Haonan Ge, Yiwei Wang, Kai-Wei Chang, Hang Wu, Yujun Cai

Outline

FrameMind is an end-to-end reinforcement learning framework based on the Frame-Interactive Chain of Thought (FiCOT), developed to overcome the limitations of existing video understanding models that rely on fixed frame sampling strategies. It alternates between text inference and active visual recognition, utilizing tools to extract specific frames or video clips based on knowledge gaps. The dynamic sampling policy, learned through Dynamic Resolution Frame Sampling (DRFS) and DRFS-GRPO, learns various spatiotemporal trade-offs and learns from outcome-based rewards without frame-level annotations.
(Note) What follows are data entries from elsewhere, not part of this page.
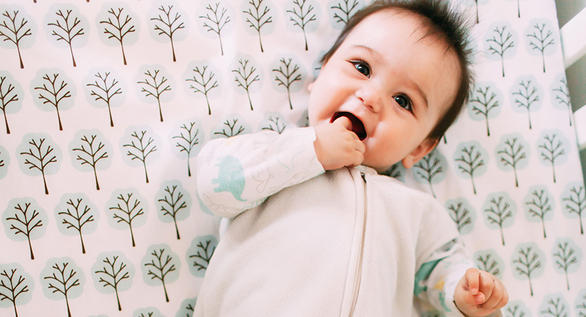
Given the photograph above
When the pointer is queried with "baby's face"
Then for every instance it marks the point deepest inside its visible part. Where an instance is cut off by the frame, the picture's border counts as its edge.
(393, 84)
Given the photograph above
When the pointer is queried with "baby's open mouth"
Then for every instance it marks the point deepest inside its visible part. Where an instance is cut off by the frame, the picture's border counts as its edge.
(357, 125)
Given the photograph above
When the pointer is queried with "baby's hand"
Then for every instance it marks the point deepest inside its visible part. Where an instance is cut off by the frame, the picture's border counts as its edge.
(336, 145)
(479, 293)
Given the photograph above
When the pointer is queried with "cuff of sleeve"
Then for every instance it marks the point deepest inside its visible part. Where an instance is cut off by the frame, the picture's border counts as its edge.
(306, 157)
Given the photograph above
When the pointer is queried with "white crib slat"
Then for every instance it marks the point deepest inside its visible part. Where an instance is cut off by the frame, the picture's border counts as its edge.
(580, 119)
(574, 39)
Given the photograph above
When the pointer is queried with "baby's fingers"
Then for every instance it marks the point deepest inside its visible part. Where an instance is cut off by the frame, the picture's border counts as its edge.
(499, 297)
(472, 280)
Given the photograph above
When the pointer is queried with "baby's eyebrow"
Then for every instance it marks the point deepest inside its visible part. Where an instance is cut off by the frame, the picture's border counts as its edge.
(374, 54)
(378, 57)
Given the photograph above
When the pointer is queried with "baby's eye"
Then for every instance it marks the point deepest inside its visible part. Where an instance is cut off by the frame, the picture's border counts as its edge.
(362, 67)
(404, 102)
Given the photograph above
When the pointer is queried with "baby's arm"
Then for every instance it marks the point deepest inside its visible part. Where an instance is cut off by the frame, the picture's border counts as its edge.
(240, 172)
(479, 293)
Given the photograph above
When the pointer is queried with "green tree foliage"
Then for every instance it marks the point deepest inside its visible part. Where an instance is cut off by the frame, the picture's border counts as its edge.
(245, 76)
(140, 148)
(127, 209)
(500, 42)
(344, 9)
(215, 19)
(66, 28)
(155, 86)
(6, 97)
(105, 90)
(167, 23)
(117, 26)
(14, 31)
(257, 16)
(24, 221)
(301, 15)
(90, 152)
(53, 92)
(203, 83)
(286, 75)
(112, 274)
(12, 286)
(38, 157)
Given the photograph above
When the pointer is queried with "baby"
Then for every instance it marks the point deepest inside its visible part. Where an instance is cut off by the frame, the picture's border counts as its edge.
(315, 230)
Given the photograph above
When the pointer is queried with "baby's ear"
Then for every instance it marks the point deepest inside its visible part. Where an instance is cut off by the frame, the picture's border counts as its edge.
(419, 152)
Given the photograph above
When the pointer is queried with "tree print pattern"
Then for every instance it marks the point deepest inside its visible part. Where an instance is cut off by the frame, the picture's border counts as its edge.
(230, 128)
(66, 28)
(215, 20)
(482, 102)
(14, 31)
(498, 212)
(155, 86)
(525, 97)
(117, 26)
(39, 158)
(565, 258)
(167, 24)
(245, 76)
(91, 152)
(203, 83)
(540, 40)
(6, 97)
(62, 281)
(500, 43)
(575, 203)
(257, 16)
(200, 254)
(343, 10)
(112, 274)
(301, 15)
(460, 213)
(487, 261)
(127, 209)
(511, 153)
(23, 222)
(171, 204)
(429, 169)
(562, 96)
(275, 123)
(104, 91)
(538, 205)
(286, 75)
(159, 267)
(76, 216)
(12, 285)
(554, 306)
(188, 139)
(528, 263)
(470, 161)
(551, 149)
(53, 92)
(140, 148)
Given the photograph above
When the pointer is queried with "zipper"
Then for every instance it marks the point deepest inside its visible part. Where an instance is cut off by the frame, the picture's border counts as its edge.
(358, 273)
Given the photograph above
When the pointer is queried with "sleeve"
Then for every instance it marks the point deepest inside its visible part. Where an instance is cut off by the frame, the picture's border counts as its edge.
(239, 173)
(437, 277)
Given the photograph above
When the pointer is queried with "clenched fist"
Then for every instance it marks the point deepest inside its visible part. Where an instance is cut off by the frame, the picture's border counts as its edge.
(479, 293)
(336, 145)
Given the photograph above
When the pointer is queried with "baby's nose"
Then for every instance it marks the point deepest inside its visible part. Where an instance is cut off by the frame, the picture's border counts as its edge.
(370, 98)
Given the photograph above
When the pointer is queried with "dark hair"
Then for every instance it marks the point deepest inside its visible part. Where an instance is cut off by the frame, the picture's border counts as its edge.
(442, 22)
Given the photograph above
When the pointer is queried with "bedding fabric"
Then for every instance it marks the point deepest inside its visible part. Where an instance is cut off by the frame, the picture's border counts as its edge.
(107, 103)
(348, 242)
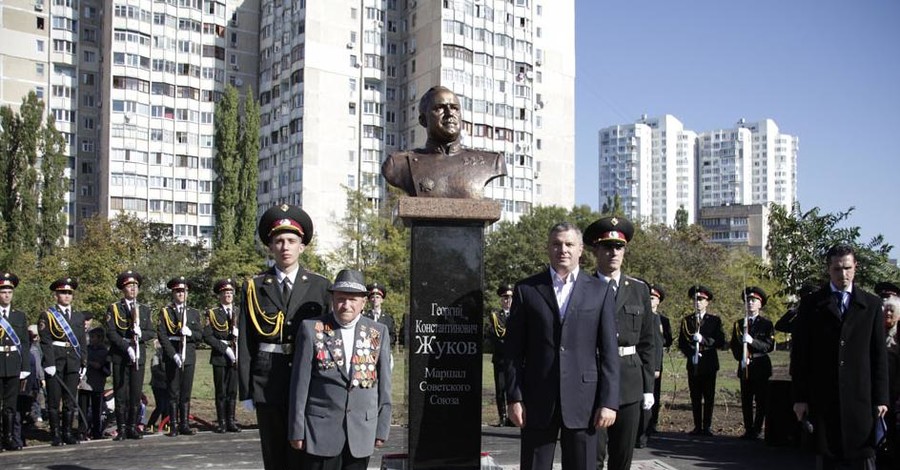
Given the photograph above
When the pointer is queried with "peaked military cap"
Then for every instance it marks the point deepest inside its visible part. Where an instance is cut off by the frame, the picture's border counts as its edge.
(179, 282)
(702, 292)
(285, 218)
(223, 284)
(9, 280)
(757, 293)
(887, 289)
(64, 284)
(349, 280)
(609, 230)
(128, 277)
(658, 291)
(375, 287)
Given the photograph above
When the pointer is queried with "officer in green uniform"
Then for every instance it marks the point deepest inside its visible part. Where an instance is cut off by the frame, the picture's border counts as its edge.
(273, 306)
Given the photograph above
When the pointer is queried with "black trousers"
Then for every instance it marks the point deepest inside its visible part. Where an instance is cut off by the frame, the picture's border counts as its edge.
(343, 461)
(128, 383)
(703, 399)
(754, 391)
(618, 440)
(500, 388)
(181, 382)
(579, 446)
(225, 380)
(273, 438)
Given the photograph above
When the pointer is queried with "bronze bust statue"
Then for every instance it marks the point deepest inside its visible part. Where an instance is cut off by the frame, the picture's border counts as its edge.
(443, 168)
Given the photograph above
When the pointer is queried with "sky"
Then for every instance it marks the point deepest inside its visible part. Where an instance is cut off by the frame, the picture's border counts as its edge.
(827, 71)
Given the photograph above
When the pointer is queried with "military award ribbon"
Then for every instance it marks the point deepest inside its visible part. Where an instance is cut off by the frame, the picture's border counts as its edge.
(67, 329)
(10, 331)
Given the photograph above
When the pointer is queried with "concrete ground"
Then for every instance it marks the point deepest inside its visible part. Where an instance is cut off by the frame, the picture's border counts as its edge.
(666, 451)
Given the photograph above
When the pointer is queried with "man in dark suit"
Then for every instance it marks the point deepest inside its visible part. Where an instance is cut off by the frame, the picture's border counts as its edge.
(839, 365)
(64, 349)
(700, 338)
(179, 331)
(563, 378)
(221, 334)
(496, 334)
(608, 237)
(751, 346)
(129, 328)
(15, 360)
(273, 306)
(663, 330)
(340, 408)
(377, 294)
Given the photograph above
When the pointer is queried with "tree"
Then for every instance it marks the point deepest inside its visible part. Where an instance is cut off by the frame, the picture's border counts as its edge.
(798, 242)
(227, 167)
(248, 152)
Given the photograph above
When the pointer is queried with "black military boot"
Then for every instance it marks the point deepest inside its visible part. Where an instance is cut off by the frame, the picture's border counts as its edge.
(220, 417)
(173, 420)
(184, 425)
(69, 435)
(230, 421)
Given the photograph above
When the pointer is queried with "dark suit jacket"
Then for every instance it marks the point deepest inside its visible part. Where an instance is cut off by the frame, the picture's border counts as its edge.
(12, 363)
(839, 367)
(120, 331)
(263, 376)
(713, 339)
(573, 362)
(635, 328)
(217, 333)
(763, 332)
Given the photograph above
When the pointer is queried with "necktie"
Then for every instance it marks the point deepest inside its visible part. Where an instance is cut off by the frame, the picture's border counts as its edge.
(286, 289)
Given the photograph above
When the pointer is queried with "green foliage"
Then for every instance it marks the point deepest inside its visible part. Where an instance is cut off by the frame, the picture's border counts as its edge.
(798, 241)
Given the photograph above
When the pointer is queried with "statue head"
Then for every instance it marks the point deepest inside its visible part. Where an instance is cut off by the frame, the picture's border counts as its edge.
(440, 114)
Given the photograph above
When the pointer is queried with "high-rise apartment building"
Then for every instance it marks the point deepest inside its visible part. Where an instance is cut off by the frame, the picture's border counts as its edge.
(656, 167)
(133, 86)
(340, 83)
(649, 166)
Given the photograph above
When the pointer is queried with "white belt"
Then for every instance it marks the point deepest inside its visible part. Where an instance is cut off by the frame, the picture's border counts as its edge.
(275, 348)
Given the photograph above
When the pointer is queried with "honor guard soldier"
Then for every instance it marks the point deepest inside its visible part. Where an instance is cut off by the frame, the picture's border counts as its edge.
(377, 294)
(15, 359)
(496, 333)
(700, 337)
(64, 349)
(752, 339)
(608, 237)
(179, 332)
(221, 334)
(273, 306)
(128, 328)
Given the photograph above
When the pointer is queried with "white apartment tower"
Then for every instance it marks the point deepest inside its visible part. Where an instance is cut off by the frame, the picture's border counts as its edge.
(340, 83)
(649, 165)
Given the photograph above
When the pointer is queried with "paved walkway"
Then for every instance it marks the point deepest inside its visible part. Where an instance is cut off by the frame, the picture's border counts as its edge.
(239, 451)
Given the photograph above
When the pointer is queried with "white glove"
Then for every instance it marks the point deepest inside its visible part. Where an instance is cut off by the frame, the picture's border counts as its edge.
(648, 401)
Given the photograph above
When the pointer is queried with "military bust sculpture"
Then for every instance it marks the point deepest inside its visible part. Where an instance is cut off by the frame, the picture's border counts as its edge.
(443, 168)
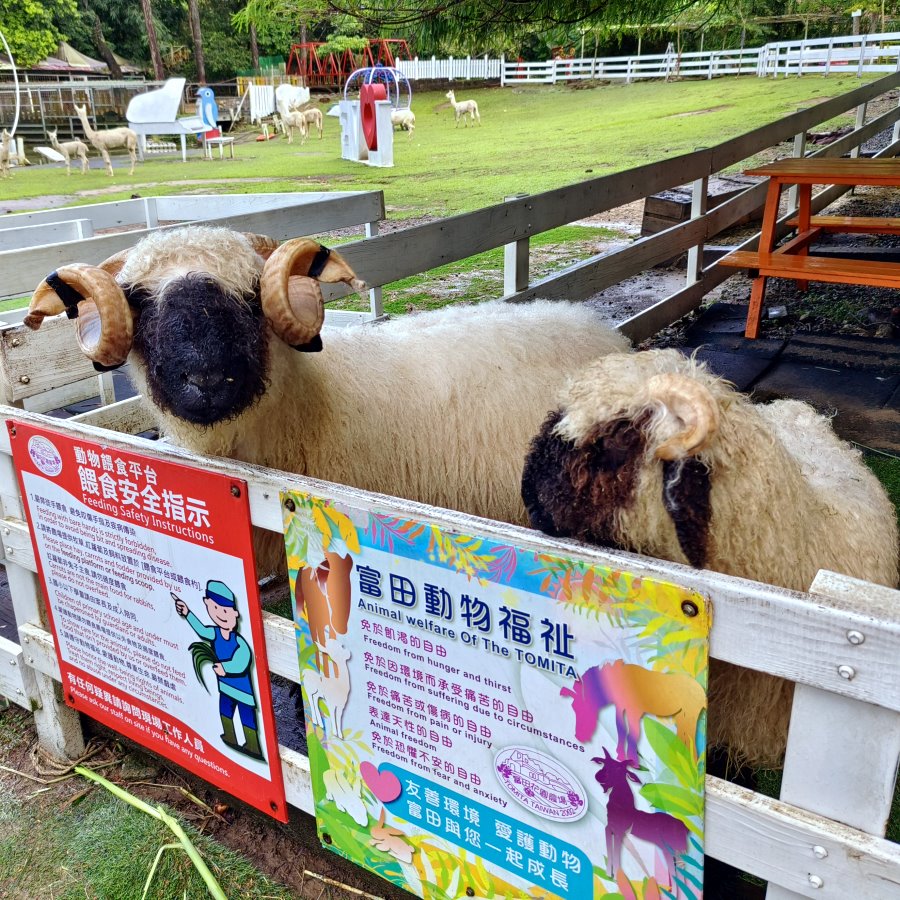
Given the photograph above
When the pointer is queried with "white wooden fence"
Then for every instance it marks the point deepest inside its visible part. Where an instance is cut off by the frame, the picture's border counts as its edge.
(840, 642)
(856, 54)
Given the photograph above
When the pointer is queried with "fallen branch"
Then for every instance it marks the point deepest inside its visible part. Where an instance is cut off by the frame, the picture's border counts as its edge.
(170, 822)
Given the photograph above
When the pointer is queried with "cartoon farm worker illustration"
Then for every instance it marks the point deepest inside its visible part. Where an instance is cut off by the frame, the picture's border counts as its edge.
(232, 661)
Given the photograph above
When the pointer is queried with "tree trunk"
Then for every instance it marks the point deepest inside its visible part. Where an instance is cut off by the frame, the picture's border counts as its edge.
(304, 53)
(254, 48)
(197, 35)
(100, 42)
(158, 72)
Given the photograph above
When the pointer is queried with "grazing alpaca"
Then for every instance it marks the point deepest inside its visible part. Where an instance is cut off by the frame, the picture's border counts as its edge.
(5, 141)
(69, 149)
(313, 118)
(109, 139)
(405, 119)
(464, 108)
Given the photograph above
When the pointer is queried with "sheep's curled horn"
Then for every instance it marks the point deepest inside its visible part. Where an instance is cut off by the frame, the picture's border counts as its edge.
(289, 287)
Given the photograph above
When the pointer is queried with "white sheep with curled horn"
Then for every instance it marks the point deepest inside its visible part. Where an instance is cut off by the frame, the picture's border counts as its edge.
(436, 407)
(650, 452)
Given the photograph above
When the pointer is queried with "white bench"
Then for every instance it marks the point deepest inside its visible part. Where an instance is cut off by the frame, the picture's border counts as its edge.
(221, 143)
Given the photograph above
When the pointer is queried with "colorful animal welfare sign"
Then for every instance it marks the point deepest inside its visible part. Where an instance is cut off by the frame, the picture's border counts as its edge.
(484, 720)
(148, 571)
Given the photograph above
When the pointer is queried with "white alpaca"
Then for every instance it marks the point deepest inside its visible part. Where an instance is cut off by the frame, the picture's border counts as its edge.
(69, 149)
(109, 139)
(405, 119)
(5, 141)
(333, 691)
(291, 119)
(464, 108)
(313, 119)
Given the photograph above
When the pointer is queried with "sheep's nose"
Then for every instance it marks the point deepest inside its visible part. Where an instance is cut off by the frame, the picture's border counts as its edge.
(206, 380)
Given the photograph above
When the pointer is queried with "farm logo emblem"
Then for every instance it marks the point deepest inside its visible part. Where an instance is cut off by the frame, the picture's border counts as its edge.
(540, 783)
(45, 455)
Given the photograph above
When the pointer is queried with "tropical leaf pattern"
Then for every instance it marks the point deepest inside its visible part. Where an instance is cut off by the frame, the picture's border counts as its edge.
(656, 625)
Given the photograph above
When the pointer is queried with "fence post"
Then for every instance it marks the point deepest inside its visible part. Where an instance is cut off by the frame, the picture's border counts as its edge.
(799, 151)
(849, 780)
(699, 191)
(515, 260)
(58, 726)
(860, 121)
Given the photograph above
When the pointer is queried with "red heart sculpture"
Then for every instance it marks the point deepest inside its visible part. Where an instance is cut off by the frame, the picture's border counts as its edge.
(384, 785)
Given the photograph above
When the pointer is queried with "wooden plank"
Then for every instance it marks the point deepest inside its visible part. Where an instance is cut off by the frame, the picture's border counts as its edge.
(729, 153)
(102, 215)
(303, 217)
(11, 684)
(23, 359)
(795, 637)
(131, 416)
(778, 842)
(51, 233)
(817, 268)
(854, 224)
(390, 257)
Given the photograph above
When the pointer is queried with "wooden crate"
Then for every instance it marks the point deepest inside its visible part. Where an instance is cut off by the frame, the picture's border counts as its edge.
(668, 208)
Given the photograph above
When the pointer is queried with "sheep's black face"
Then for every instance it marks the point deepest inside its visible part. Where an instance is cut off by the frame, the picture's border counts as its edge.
(206, 353)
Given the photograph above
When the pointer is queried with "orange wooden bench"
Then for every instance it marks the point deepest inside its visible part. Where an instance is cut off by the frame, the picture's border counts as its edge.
(792, 259)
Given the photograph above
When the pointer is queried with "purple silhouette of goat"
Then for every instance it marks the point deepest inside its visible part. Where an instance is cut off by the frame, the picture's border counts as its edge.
(666, 832)
(635, 692)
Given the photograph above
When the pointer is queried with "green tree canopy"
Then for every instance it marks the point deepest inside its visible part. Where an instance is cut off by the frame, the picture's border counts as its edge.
(32, 28)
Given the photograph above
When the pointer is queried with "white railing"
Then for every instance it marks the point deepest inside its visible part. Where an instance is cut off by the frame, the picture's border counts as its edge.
(467, 67)
(856, 54)
(821, 56)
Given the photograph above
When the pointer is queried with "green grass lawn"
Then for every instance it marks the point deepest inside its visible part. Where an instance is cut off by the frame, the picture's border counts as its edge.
(532, 139)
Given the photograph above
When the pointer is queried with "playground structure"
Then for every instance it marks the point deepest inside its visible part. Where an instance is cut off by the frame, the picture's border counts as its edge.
(367, 132)
(333, 69)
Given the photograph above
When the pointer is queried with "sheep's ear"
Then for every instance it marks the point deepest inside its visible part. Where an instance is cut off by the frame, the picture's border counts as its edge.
(104, 326)
(689, 416)
(289, 288)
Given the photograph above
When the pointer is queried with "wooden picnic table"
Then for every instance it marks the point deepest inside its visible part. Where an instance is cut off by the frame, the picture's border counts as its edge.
(792, 259)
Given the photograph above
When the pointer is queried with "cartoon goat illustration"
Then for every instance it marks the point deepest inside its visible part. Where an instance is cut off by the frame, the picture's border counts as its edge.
(666, 832)
(635, 692)
(333, 690)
It has demonstrated superior performance compared to existing models on benchmarks such as MLVU and VideoMME.

Takeaways, Limitations

Takeaways:
Improving video understanding performance through dynamic visual information requests using reinforcement learning.
Interaction between text inference and visual perception through FiCOT.
Learning effective dynamic sampling policies using DRFS and DRFS-GRPO.
Achieved SOTA on MLVU and VideoMME benchmarks.
Limitations:
Further research is needed on the ability to identify specific knowledge gaps and select appropriate frames.
Further evaluation of the generalization ability of DRFS and DRFS-GRPO is needed.
Scalability verification for complex video data is required.
Computational cost and training time.